On est toujours un peu curieux de découvrir la maison des autres. À l’inverse, on peut ressentir du stress ou de l’excitation à recevoir chez soi. Quels sont donc les enjeux de ces visites à domicile ?

La maison que l’on habite est une extension de notre intimité, intimité qui devient dès lors accessible aux autres. Inviter quelqu’un chez soi, ce n’est pas rien. D’ailleurs, cela ne se fait pas dans toutes les cultures. Il y a dans cet acte quelque chose de transgressif, de sacré, de solennel a minima. Prière d’ôter vos chaussures, nous allons faire le tour du propriétaire.

Il y a les maisons impeccables, que l’on repère de loin à leur pelouse tondue de près. Allons à l’intérieur : les plaques de cuisson sont rutilantes, les souliers bien rangés. Dans la chambre, le lit est impeccablement fait. On n’y trouvera pas d’odeur suspecte. Les toilettes ont leur petit désodorisant déclenché à chaque chasse d’eau. Nulle part, la poussière ni les araignées n’ont le droit de cité. L’occupant·e ne pourra se reposer qu’une fois qu’iel les aura délogés. On a parfois si peu de prise sur nos vies. Mais notre intérieur, au moins, on peut le maîtriser. Et pas question de laisser les invités penser qu’on vit dans la saleté.

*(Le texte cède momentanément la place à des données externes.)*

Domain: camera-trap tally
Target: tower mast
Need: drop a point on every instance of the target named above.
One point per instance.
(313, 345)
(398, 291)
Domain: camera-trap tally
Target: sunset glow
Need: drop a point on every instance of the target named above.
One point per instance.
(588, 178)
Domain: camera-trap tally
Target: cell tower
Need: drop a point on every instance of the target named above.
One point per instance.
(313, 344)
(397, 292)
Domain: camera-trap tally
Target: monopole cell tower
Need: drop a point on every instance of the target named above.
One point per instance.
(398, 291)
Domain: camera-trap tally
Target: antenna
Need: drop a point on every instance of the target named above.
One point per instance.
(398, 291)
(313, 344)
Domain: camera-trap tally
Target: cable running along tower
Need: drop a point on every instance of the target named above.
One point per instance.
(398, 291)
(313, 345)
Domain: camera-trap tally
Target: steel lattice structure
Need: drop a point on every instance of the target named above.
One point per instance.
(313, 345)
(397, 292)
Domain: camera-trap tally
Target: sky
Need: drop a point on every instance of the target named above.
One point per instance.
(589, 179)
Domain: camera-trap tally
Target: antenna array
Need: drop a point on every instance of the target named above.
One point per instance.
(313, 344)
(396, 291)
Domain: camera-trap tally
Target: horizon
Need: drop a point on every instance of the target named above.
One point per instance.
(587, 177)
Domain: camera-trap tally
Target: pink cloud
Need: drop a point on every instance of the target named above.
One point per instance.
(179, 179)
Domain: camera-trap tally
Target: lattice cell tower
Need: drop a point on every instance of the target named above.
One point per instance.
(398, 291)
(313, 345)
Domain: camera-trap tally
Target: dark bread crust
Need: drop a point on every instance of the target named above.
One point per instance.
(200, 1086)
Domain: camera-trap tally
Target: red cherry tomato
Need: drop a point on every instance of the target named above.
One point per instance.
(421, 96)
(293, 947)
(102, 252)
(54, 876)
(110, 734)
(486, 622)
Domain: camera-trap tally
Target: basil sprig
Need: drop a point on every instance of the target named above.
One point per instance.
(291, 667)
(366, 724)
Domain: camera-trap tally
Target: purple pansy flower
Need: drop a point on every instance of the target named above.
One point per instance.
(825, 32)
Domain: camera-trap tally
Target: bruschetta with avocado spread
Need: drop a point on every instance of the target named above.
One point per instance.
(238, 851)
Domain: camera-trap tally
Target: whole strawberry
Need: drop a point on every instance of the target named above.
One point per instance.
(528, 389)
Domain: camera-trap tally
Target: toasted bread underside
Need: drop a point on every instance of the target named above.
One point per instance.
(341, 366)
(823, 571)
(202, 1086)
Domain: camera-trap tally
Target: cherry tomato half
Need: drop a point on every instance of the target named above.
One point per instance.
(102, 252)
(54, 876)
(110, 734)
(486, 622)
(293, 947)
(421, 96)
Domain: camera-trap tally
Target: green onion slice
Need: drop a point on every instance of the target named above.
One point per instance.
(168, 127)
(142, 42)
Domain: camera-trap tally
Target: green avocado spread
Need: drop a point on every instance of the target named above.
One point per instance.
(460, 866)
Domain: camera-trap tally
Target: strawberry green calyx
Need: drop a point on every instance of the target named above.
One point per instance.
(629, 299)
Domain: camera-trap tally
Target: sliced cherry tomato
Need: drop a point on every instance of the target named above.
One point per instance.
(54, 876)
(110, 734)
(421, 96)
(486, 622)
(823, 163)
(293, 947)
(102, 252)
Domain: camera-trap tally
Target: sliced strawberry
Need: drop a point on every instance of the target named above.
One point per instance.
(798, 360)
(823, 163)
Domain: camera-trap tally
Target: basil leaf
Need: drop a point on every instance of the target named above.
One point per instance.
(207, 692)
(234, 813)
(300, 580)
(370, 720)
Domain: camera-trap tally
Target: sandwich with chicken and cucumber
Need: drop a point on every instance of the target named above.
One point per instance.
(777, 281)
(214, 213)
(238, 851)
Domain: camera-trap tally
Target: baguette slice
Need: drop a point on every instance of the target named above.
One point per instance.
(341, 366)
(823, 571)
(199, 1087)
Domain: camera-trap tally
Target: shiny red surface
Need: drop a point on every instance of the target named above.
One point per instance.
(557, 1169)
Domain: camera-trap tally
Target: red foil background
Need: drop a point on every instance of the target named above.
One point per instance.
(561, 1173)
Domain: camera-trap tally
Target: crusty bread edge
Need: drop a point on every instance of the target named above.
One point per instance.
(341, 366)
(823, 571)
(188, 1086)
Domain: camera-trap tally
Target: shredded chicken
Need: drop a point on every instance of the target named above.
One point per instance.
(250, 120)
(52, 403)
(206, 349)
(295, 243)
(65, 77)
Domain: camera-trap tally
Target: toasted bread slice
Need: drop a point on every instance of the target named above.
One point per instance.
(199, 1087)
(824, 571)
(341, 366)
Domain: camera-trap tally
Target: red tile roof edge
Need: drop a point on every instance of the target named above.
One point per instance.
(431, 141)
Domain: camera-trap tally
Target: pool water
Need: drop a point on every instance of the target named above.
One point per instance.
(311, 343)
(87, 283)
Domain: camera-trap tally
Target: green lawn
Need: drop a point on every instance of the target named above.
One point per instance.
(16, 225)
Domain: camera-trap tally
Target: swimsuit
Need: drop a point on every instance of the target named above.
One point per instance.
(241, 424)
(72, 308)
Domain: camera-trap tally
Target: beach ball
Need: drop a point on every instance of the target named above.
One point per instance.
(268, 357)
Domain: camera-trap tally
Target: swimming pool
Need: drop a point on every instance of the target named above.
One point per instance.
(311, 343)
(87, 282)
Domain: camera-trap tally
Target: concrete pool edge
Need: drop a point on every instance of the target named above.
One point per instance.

Il y a des habitants moins soigneux. Chez ces gens-là, mieux vaut ne pas enlever ses chaussures, si on tient à ses chaussettes. Dans la salle de bains, à côté de la panière dégueulant de linge sale, on trouvera le lavabo maculé de dentifrice et de poils. On ne s’assiéra pas dans le fond de la baignoire, trop risqué. Sur ses rebords, comme une sentinelle multicolore, s’étalent des flacons en tous genres, gels douche, shampooings, crèmes. Attention, coup fourré : la plupart sont vides. Et dans le salon ? On peut facilement pister l’occupant des lieux, ses rituels et son modus operandi :  une tasse de café vide sur la table basse, un emballage de biscuit éventré. Dans la cuisine, une enveloppe déchirée laissant voir un bon de réduction (mais on le laissera bêtement expirer). Les photographies jonchent le frigo, tenues par des magnets qui sont autant de souvenirs de vacances. I <3 London. Dans l’entrée, un bol déborde de toutes ces babioles qu’on ne se résout jamais à jeter : vieilles clés, pièces rouges, carte de fidélité de pizzas qu’on oublie à chaque fois d’emporter. À quoi tient ce désordre ? Paresse, manque de temps, indifférence ? Ls lieux sont loin d’être immaculés, certes, mais si l’on se laisse aller dans le canapé, en dépit des miettes qui émaillent les coussins, on pourra penser que cet intérieur aux effluves fauves a quelque chose de … douillet. Comme une tanière. Les volets entr’ouverts laissent passer un peu de soleil. La poussière danse calmement dans ses rayons. C’est joli.

Illustration 2
The Big Lebowski (dans sa salle de bains)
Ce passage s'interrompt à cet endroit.